- Born: 1951 (age 74–75)
- Occupations: Professor of Communication Disorders and Sciences
- Awards: ASHA Honors (2009)

Academic background
- Alma mater: University of California Los Angeles (BA); California State University, Long Beach (MA); Purdue University (PhD);

Academic work
- Discipline: Communications scientist
- Sub-discipline: Language development; Language disorders;
- Institutions: University of Oregon

= Marilyn Nippold =

American language and communications scientist

Marilyn Adrienne Nippold (born 1951) is language and communications scientist with expertise in adolescent language development and disorders. She is Professor in Communication Disorders and Sciences at the University of Oregon. Nippold is author of several books on adolescent language development, including Later Language Development: The School-age and Adolescent Years and Language Sampling with Adolescents: Implications for Intervention.

Nippold received Honors from the American Speech-Language-Hearing Association (ASHA) in 2009 and the Alumni Award from Purdue University in 2017. She received the Outstanding Publications Award from the Council for Exceptional Children in 2009.

Nippold served as Editor of the journal Language, Speech, and Hearing Services in Schools from 2012–2016.

== Biography ==
Nippold attended the University of California Los Angeles where she received her Bachelor of Arts in Philosophy in 1972. After completing her Master of Arts in Communicative Disorders at California State University, Long Beach, Nippold attended Purdue University where she obtained her PhD in Speech-Language-Hearing Sciences in 1982.

At Purdue University, Nippold worked with Laurence B. Leonard. One of their first papers examined perspective taking in relation to young children's use and understanding of expressions of politeness. Nippold's dissertation, supervised by Leonard and Robert V. Kail, focused on development in children understanding of metaphors at ages of 7 and 9 years.

Nippold's research has been funded by grants from the National Institute on Deafness and Other Communication Disorders and the United States – Israel Binational Science Foundation.

== Research ==
Nippold's main area of research is language development in middle childhood through adolescence, especially with regards to the acquisition of complex forms of discourse, nonliteral and figurative language, and writing skills.

One of her early co-authored papers "Metaphoric Understanding in Preadolescents Having a History of Language Acquisition Difficulties" received the Editor's Award in 1984 for best paper published in Language, Speech, and Hearing Services in Schools. The results of this research study indicated that preadolescent children (mean age 10 years) who had been diagnosed with language impairments as preschoolers had persistent difficulties in understanding figurative aspects of language, such as metaphor.

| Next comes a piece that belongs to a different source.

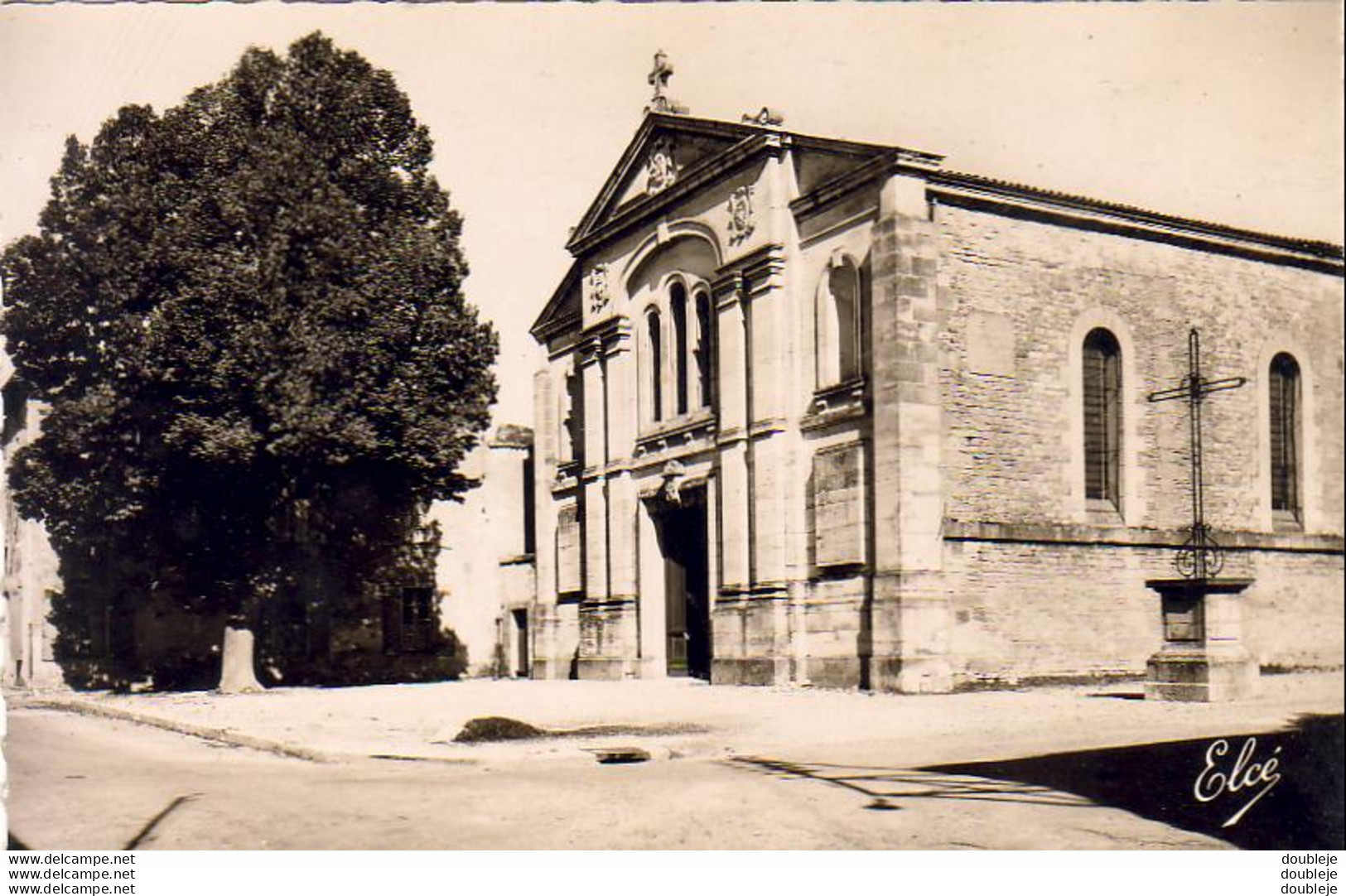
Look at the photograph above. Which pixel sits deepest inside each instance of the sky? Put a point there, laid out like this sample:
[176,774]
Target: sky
[1221,112]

Another one of Nippold's co-authored papers "Idiom Understanding in Preadolescents: Synergy in Action" published in the American Journal of Speech-Language Pathology received the Editor's Award in 2002. This study tested preadolescents on various aspects of language comprehension and found close associations between idiom comprehension, reading comprehension, and listening comprehension.

== Representative Publications ==

- Nippold, M. A., Duthie, J. K., & Larsen, J. (2005). Literacy as a leisure activity: Free-time preferences of older children and young adolescents. Language, Speech, and Hearing Services in Schools, 36(2), 93–102.
- Nippold, M. A., Hesketh, L. J., Duthie, J. K., & Mansfield, T. C. (2005). Conversational versus expository discourse: A study of syntactic development in children, adolescents, and adults. Journal of Speech, Language, and Hearing Research, 48(5), 1048–1064.
- Nippold, M. A., Mansfield, T. C., Billow, J. L., & Tomblin, J. B. (2008). Expository discourse in adolescents with language impairments: Examining syntactic development. American Journal of Speech-Language Pathology, 17(4), 356–366.
- Nippold, M. A., & Rudzinski, M. (1993). Familiarity and transparency in idiom explanation: A developmental study of children and adolescents. Journal of Speech, Language, and Hearing Research, 36(4), 728–737.
- Nippold, M. A., Ward-Lonergan, J. M., & Fanning, J. L. (2005). Persuasive writing in children, adolescents, and adults: A study of syntactic, semantic, and pragmatic development. Language, Speech, and Hearing Services in Schools, 36(2), 125–138.